CI flake: migrating out of a VM doesn't always ensure its VMM resources are cleaned up
Opened this issue · 1 comments
Example victim run (there have been others): https://github.com/oxidecomputer/propolis/pull/646/checks?check_run_id=21668964010
All the tests in this run passed, but the migration_smoke
test's source VM's VMM handle was leaked, causing the overall run to fail.
From the test logs we can see that Propolis returned a 404 when trying to stop this VM. This is expected from a migration source, since the VM controller gets torn down once a migration succeeds:
phd-runner: [VM CLEANUP - EVENT] error stopping VM to move it to Destroyed
error = Error Response: status: 404 Not Found; headers: {"content-type": "application/json", "x-request-id": "9ed33d45-46a7-4994-9d91-254dea28b142", "content-length": "84", "date": "Fri, 16 Feb 2024 20:24:02 GMT"}; value: Error { error_code: None, message: "Not Found", request_id: "9ed33d45-46a7-4994-9d91-254dea28b142" }
file = phd-tests/framework/src/test_vm/mod.rs
line = 917
path = phd_tests::migrate::smoke_test
target = phd_framework::test_vm
vm = migration_smoke
vm_id = c51ddb74-4366-4c94-8aa4-740ec0bc72b3
This is not a production-impacting problem because in a real control plane, Propolis runs in a zone, and migrating out of a Propolis will (or should) direct the control plane to destroy the zone, which will clean up all remaining VMM resources. Still, this is an annoying flake and we should fix it.

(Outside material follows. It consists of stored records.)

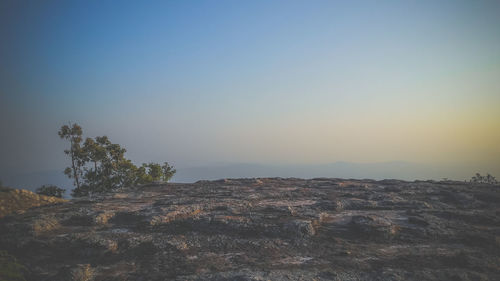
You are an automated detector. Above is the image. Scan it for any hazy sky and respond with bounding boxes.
[0,0,500,176]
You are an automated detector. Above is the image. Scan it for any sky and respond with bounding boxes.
[0,0,500,183]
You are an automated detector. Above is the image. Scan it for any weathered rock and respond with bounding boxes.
[0,178,500,281]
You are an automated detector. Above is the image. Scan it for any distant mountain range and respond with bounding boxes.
[0,162,477,194]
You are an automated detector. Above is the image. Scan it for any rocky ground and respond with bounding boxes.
[0,178,500,281]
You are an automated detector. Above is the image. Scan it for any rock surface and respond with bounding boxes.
[0,178,500,281]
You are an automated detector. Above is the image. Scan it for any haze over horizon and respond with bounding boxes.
[0,0,500,188]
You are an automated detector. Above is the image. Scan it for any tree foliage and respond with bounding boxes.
[35,185,66,198]
[59,121,176,196]
[470,173,498,184]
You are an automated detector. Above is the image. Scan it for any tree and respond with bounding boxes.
[143,163,163,181]
[35,185,66,198]
[59,121,175,196]
[58,123,85,188]
[161,162,177,182]
[470,173,498,184]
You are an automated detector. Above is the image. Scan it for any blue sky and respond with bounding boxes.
[0,0,500,177]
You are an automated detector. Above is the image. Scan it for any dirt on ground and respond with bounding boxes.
[0,178,500,281]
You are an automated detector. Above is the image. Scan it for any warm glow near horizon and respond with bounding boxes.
[0,1,500,178]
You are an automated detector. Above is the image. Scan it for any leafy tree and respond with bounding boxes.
[59,121,175,196]
[143,163,163,181]
[470,173,498,184]
[35,185,66,198]
[58,123,85,188]
[161,162,177,182]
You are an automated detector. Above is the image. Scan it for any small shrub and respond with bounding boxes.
[36,185,66,198]
[470,173,498,184]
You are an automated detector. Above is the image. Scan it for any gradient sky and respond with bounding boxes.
[0,0,500,178]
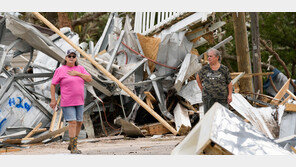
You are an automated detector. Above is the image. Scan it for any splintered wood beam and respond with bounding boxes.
[230,72,273,78]
[287,89,296,100]
[27,126,69,144]
[285,103,296,112]
[49,96,61,132]
[279,95,291,105]
[32,12,177,135]
[0,147,21,153]
[144,91,156,103]
[269,75,279,93]
[23,122,42,139]
[290,146,296,154]
[270,78,291,104]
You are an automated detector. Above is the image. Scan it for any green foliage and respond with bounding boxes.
[259,12,296,78]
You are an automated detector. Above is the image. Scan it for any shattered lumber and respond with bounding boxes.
[32,12,177,135]
[23,122,42,139]
[285,103,296,112]
[26,126,69,144]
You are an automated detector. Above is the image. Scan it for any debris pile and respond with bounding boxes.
[0,12,296,154]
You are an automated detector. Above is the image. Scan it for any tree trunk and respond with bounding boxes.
[250,12,263,94]
[232,12,254,93]
[58,12,73,31]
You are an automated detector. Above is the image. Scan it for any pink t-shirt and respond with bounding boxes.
[51,65,89,107]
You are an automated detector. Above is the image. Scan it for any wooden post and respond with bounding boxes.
[250,12,263,94]
[32,12,177,135]
[232,12,253,93]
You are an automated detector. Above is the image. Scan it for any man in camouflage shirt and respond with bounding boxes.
[196,48,232,113]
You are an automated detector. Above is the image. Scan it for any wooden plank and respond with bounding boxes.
[230,72,273,78]
[291,146,296,154]
[32,12,177,135]
[287,89,296,100]
[279,95,291,105]
[146,98,154,109]
[174,103,191,135]
[0,147,21,153]
[83,112,95,138]
[144,91,156,103]
[23,122,42,139]
[35,128,47,134]
[27,126,69,144]
[140,123,170,135]
[49,96,61,132]
[270,78,291,104]
[285,103,296,112]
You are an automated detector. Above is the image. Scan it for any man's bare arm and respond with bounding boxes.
[196,74,202,91]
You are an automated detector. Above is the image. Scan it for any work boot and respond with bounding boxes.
[68,136,81,152]
[70,137,81,154]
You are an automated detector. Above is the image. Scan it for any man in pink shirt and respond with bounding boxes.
[50,49,92,154]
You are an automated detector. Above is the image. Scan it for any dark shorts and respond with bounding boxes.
[62,105,84,122]
[203,99,228,114]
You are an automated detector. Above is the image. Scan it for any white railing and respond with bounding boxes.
[134,12,184,35]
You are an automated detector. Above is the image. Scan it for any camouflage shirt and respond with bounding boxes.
[198,64,231,100]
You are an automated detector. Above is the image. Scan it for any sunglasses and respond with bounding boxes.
[67,49,76,55]
[68,55,76,59]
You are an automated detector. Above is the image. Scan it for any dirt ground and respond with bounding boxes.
[1,134,185,155]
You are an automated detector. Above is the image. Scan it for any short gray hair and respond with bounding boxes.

I took a very brief look at the (presumed) reproduction of this from PR #646. There the leaked VM is c51ddb74-4366-4c94-8aa4-740ec0bc72b3
(per the test log), which appears in the PHD log to be the migration_smoke
source VM. Looking through its logs I can see that its VM controller did in fact get dropped:
{"msg":"Dropping VM controller","v":0,"name":"propolis-server","level":30,"time":"2024-02-16T20:24:02.141233373Z","hostname":"buskin","pid":1077,"component":"vm_controller"}
This drop impl is supposed to take care of dropping the underlying Instance (N.B. this snippet is from the code at #646 and not at current master):
propolis/bin/propolis-server/src/lib/vm/mod.rs
Lines 849 to 854 in b2a4200
That's supposed to forcibly drop the kernel VMM:
propolis/lib/propolis/src/instance.rs
Lines 50 to 63 in b2a4200
(As of 19d9eb3 the Instance
indirection is gone and VmController
's drop impl cleans out the Machine
directly.)
The PHD runner logs also show that this Propolis process was killed (or at least that the framework definitely tried to kill it):
phd-runner: [VM CLEANUP - EVENT] Killing Propolis server process
file = phd-tests/framework/src/test_vm/server.rs
line = 125
path = phd_tests::migrate::smoke_test
self.address = 127.0.0.1:9000
target = phd_framework::test_vm::server
vm = migration_smoke
vm_id = c51ddb74-4366-4c94-8aa4-740ec0bc72b3
This is all relevant because the easiest way to leak a VMM is to kill a Propolis server without actually dropping all the references to its living VmController
. That doesn't seem to have happened here, so something subtler is probably going on somewhere.
I've seen this locally in some of my recent migration testing, but it's pretty infrequent--I'll need to set up a little more scaffolding to try to make sure I have more information if I can still get this to repro.